Characium obovatum mihi. b. var. longipes mihi

I wonder if a better approach to mihi is to ignore it, instead of considering it the end of a name. But for gnfinder the use of mihi as a name terminator word might work.

dimus commented 2 years ago

Thank you @Archilegt for interesting information aboutEucyclops serrulatus mihi, I'll pass it along to CoL guys. Do I understand correctly, that in zoology old names with var. or f. sometimes are promoted to subspecies rank? I would still add Eucyclops serrulatus mihi as an exception, because parser is not a nomenclatural authority and deals with data on a lexical level.

Archilegt commented 2 years ago

Hi @dimus I reported the issue with E. s. mihi to T. Chad Walter (https://www.marinespecies.org/copepoda/index.php) on 13.vi.2022 but I did not receive a reply.

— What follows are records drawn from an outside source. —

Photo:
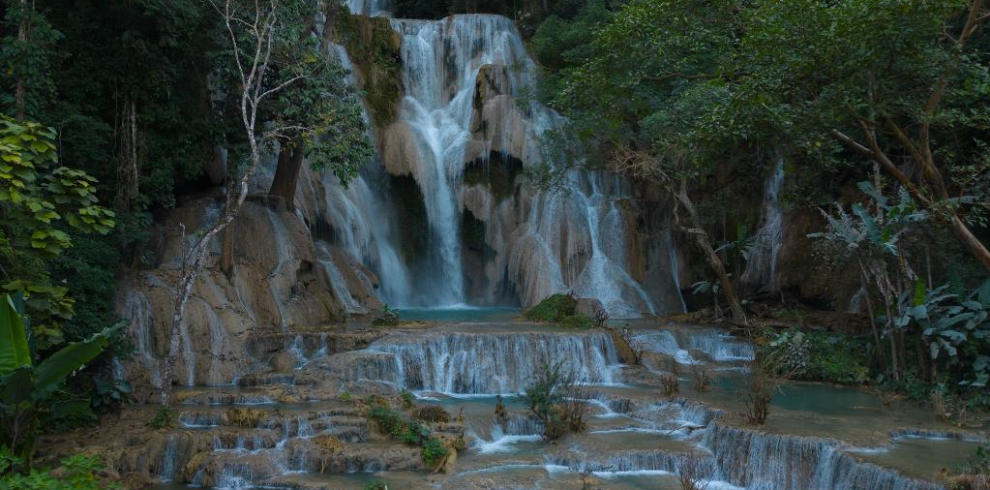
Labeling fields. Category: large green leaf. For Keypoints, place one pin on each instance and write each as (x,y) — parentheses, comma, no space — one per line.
(14,351)
(72,357)
(17,387)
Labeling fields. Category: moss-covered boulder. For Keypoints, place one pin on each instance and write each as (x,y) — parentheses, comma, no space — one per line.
(553,309)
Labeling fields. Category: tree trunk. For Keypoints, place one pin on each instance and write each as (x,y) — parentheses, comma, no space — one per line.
(227,260)
(287,174)
(20,91)
(711,256)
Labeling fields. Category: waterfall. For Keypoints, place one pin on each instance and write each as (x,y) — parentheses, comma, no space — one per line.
(475,363)
(761,461)
(283,255)
(720,347)
(360,215)
(603,278)
(442,60)
(761,267)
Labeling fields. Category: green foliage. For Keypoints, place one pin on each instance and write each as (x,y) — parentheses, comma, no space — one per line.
(386,317)
(577,321)
(375,485)
(821,356)
(408,399)
(375,49)
(409,432)
(164,417)
(78,472)
(552,400)
(26,389)
(41,200)
(553,309)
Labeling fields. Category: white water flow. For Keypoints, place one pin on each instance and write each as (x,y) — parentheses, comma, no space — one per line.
(761,268)
(603,277)
(359,217)
(283,256)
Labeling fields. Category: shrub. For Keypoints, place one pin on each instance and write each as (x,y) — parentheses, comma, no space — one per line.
(408,399)
(554,402)
(552,309)
(375,485)
(79,472)
(821,356)
(577,321)
(433,414)
(386,317)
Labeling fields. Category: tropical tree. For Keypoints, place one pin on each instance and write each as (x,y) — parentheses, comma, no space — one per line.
(40,202)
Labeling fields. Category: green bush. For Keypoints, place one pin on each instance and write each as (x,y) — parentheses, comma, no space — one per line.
(434,452)
(78,472)
(576,321)
(409,432)
(553,309)
(822,356)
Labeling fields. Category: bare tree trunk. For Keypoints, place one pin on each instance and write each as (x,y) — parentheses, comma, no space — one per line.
(252,61)
(128,157)
(20,91)
(227,260)
(287,174)
(701,237)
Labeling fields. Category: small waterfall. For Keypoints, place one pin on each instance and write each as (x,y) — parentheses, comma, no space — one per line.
(470,363)
(167,465)
(719,346)
(760,461)
(361,216)
(283,256)
(218,340)
(761,268)
(602,277)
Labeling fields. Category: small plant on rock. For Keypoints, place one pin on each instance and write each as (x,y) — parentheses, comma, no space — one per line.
(555,403)
(408,399)
(702,377)
(669,384)
(386,317)
(434,452)
(164,417)
(553,309)
(433,414)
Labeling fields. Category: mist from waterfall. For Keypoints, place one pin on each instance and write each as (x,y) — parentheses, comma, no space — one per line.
(761,267)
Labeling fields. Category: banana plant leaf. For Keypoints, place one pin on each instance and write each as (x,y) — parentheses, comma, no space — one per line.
(14,352)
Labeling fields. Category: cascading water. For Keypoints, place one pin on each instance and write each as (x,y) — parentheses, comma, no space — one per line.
(467,363)
(358,213)
(761,268)
(560,246)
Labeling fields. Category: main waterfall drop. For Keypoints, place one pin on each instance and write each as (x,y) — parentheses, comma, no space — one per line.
(466,131)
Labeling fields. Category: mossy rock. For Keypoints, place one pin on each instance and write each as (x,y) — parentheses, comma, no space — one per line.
(577,321)
(553,309)
(375,50)
(433,414)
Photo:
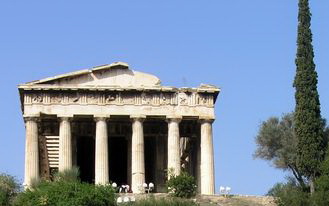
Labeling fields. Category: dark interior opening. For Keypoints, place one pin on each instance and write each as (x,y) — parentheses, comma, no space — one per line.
(118,160)
(150,159)
(86,158)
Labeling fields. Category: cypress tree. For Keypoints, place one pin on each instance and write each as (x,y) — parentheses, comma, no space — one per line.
(309,127)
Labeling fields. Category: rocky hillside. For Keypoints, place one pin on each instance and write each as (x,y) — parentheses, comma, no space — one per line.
(236,200)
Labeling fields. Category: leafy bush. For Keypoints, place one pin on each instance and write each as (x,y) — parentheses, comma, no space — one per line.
(321,195)
(68,175)
(66,191)
(9,188)
(290,194)
(182,185)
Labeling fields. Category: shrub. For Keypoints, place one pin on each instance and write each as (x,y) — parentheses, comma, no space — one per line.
(9,188)
(182,185)
(66,190)
(290,194)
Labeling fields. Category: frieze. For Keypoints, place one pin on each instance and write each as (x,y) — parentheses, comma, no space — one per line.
(121,98)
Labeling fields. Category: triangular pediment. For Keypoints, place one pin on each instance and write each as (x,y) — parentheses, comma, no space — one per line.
(115,74)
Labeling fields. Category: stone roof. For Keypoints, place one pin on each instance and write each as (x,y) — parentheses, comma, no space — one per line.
(115,76)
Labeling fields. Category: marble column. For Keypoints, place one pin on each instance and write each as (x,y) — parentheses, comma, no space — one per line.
(174,163)
(31,151)
(101,152)
(207,158)
(137,156)
(65,144)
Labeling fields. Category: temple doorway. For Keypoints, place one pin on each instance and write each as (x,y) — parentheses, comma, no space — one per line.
(118,160)
(86,158)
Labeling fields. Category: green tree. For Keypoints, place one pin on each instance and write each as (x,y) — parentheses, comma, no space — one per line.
(321,194)
(308,122)
(277,143)
(9,188)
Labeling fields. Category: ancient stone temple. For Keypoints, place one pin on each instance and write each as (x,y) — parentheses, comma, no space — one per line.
(118,125)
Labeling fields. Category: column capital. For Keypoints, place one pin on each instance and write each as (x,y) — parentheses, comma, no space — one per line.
(65,119)
(31,118)
(176,119)
(98,118)
(140,118)
(206,120)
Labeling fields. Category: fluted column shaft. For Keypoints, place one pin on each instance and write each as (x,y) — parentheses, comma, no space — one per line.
(174,162)
(137,156)
(31,152)
(207,158)
(101,152)
(65,144)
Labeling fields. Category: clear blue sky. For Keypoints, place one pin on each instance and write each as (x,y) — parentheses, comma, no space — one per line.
(245,47)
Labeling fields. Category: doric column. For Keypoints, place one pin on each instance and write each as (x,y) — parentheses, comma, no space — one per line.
(101,152)
(31,151)
(65,144)
(173,146)
(207,158)
(137,155)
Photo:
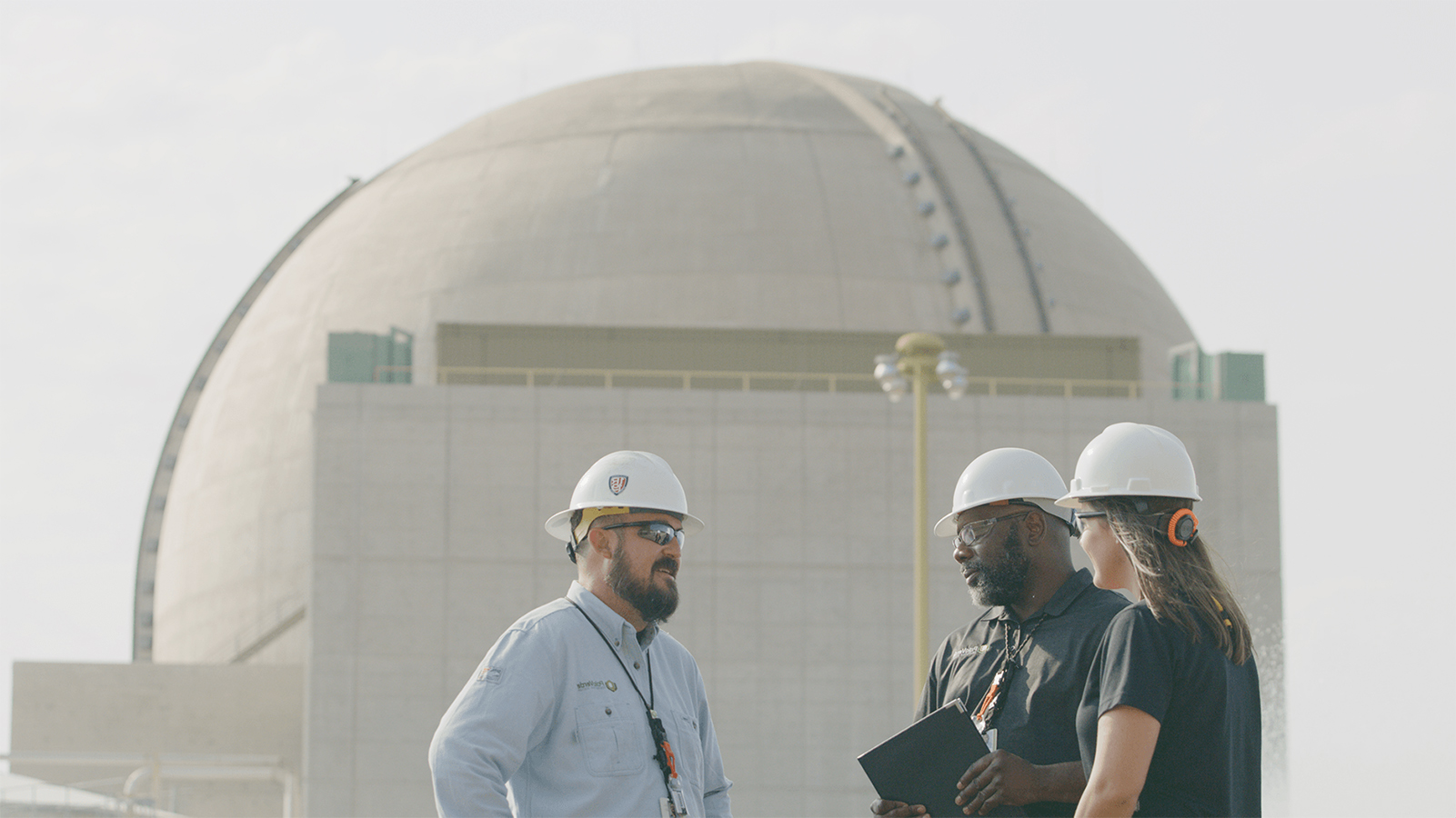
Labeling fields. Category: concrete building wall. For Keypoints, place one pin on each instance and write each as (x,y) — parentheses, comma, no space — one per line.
(95,725)
(797,598)
(758,196)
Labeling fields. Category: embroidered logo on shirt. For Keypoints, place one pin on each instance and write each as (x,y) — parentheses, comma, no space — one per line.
(966,653)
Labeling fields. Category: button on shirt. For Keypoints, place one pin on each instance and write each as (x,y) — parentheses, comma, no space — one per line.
(550,725)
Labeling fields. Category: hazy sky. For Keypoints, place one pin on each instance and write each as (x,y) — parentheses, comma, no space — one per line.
(1286,169)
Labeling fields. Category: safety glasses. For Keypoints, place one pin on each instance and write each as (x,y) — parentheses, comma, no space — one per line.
(660,533)
(979,530)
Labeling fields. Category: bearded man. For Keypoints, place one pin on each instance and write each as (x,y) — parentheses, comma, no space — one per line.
(1019,667)
(586,706)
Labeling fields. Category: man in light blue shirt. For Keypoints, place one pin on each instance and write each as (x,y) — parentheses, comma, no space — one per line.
(586,706)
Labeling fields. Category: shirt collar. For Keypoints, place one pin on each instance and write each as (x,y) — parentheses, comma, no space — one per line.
(1058,604)
(609,621)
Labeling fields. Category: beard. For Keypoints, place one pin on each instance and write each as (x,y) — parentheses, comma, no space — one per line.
(653,602)
(1003,581)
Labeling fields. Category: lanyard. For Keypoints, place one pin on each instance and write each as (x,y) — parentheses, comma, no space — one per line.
(990,706)
(664,750)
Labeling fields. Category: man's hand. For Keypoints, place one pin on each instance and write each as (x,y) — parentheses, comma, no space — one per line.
(999,779)
(896,808)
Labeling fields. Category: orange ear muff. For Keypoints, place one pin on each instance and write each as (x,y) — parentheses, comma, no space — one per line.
(1181,527)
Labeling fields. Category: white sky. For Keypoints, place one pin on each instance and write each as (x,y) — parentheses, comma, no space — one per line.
(1286,169)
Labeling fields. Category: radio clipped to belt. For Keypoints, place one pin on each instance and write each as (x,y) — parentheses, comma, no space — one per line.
(990,706)
(676,803)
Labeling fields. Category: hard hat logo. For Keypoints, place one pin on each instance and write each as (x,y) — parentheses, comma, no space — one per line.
(605,485)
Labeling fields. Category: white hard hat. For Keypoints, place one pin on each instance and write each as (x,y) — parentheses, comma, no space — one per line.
(1002,474)
(1133,460)
(627,481)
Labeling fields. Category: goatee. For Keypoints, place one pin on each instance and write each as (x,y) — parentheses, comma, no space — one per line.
(653,603)
(1005,581)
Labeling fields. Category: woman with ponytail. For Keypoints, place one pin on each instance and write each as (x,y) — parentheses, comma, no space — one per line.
(1170,719)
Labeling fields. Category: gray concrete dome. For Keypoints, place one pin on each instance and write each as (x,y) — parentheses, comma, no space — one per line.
(734,196)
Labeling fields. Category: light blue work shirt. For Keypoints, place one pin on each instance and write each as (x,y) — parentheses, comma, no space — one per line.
(549,723)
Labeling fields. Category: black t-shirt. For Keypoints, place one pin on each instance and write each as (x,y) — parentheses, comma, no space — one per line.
(1208,754)
(1039,709)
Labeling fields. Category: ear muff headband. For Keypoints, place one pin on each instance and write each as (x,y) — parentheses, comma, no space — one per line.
(1180,525)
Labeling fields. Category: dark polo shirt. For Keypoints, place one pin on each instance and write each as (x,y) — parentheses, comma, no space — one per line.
(1039,708)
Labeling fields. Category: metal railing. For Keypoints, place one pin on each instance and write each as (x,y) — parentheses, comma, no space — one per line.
(750,380)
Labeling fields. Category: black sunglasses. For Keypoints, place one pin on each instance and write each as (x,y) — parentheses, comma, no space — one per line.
(660,533)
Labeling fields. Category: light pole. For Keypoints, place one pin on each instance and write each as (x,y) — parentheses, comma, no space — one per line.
(920,355)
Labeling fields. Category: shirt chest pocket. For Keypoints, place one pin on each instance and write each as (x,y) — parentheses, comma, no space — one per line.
(688,750)
(613,740)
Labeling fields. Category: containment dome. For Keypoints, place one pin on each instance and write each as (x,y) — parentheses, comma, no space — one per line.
(753,196)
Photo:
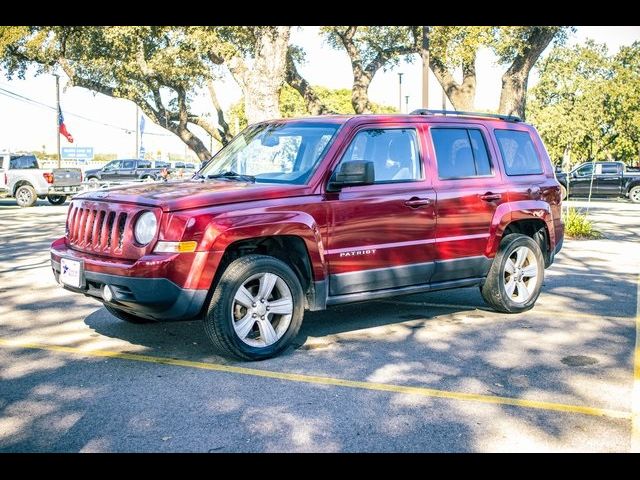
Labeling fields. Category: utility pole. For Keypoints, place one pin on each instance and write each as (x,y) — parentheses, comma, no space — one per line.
(137,154)
(424,53)
(400,91)
(58,119)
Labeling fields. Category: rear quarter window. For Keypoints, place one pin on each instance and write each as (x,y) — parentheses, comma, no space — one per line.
(519,155)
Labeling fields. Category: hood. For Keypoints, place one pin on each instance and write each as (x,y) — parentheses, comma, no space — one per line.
(194,194)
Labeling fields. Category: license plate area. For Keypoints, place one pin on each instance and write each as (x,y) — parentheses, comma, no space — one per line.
(71,272)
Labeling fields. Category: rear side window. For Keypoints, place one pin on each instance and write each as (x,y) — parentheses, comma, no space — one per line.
(23,162)
(460,153)
(393,151)
(518,153)
(609,169)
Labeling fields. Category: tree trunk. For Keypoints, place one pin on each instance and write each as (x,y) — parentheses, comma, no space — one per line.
(513,97)
(263,80)
(461,95)
(314,105)
(360,92)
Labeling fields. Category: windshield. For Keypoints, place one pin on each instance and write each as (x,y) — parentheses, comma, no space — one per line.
(275,152)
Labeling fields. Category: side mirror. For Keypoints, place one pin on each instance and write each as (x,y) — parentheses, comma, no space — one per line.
(353,173)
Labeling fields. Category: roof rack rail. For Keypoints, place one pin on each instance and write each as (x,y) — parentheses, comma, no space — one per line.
(424,111)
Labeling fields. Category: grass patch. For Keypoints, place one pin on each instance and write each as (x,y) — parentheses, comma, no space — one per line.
(577,225)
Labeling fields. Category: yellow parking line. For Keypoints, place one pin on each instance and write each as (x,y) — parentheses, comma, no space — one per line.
(635,397)
(337,382)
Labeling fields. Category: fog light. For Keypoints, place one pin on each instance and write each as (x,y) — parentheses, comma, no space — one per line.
(107,294)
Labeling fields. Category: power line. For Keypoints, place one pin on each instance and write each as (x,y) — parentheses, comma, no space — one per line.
(22,98)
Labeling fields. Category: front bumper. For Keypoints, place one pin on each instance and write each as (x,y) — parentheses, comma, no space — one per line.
(155,298)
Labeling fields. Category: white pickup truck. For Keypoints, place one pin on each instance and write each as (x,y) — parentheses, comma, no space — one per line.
(22,178)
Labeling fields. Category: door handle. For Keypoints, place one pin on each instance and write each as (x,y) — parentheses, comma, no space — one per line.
(416,202)
(490,197)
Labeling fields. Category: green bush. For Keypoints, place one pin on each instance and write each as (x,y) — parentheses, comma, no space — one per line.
(577,225)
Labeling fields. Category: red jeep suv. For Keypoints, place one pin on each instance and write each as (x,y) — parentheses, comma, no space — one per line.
(306,213)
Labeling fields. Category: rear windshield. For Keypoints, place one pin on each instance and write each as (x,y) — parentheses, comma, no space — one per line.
(23,162)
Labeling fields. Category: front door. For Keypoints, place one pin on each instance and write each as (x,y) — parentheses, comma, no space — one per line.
(608,181)
(381,236)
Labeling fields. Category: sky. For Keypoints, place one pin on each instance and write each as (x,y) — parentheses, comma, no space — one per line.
(25,126)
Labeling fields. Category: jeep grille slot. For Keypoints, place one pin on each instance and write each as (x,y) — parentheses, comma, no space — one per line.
(98,228)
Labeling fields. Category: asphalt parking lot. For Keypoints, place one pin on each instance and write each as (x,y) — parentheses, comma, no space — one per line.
(434,372)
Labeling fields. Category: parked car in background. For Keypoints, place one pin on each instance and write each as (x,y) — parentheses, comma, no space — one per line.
(609,179)
(306,213)
(22,178)
(124,170)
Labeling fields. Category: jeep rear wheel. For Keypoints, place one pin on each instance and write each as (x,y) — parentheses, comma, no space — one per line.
(127,317)
(515,278)
(26,196)
(256,308)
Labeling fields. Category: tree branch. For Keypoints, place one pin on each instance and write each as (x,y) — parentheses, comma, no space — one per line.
(314,105)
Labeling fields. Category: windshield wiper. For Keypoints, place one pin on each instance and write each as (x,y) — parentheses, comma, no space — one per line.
(231,175)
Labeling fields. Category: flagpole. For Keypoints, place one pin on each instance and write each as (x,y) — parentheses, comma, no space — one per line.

Maybe the COL will be able to reach him or someone else. Thanks!

Archilegt commented 2 years ago

Hi @dimus The case of Characium obovatum mihi. b. var. longipes mihi (https://www.biodiversitylibrary.org/page/47100016) is interesting. There you don't have one name but two. The string would be parsed by a human reader as: Tab. VII. Fig. 3. Characium obovatum mihi Fig. 3b. Characium obovatum var. longipes mihi where "b" is not part of the name but the explanation of an illustration (https://www.biodiversitylibrary.org/page/47100082). The two mihi are indeed to be parsed as terminators but the first one could be also recognized as a connector. Detecting and reconstructing two names and recognizing a "b" as a figure indication might be too much to ask from a parser and could be left to a layer of annotations. For strings less complex (e.g., without the "b") and containing two mihi, where Genus specificEpithet mihi [var., f.] subspecificEpithet mihi the parsing would be:

if 2 mihi, 
parse mihi 1, 
connect specificEpithet to subspecificEpithet, 
terminate before mihi 2

"...in zoology old names with var. or f. sometimes are promoted to subspecies rank?" Yes, you are correct. The ZooCode has article "45. The species group", where article "45.5. Infrasubspecific names." The references therein will guide you to other articles.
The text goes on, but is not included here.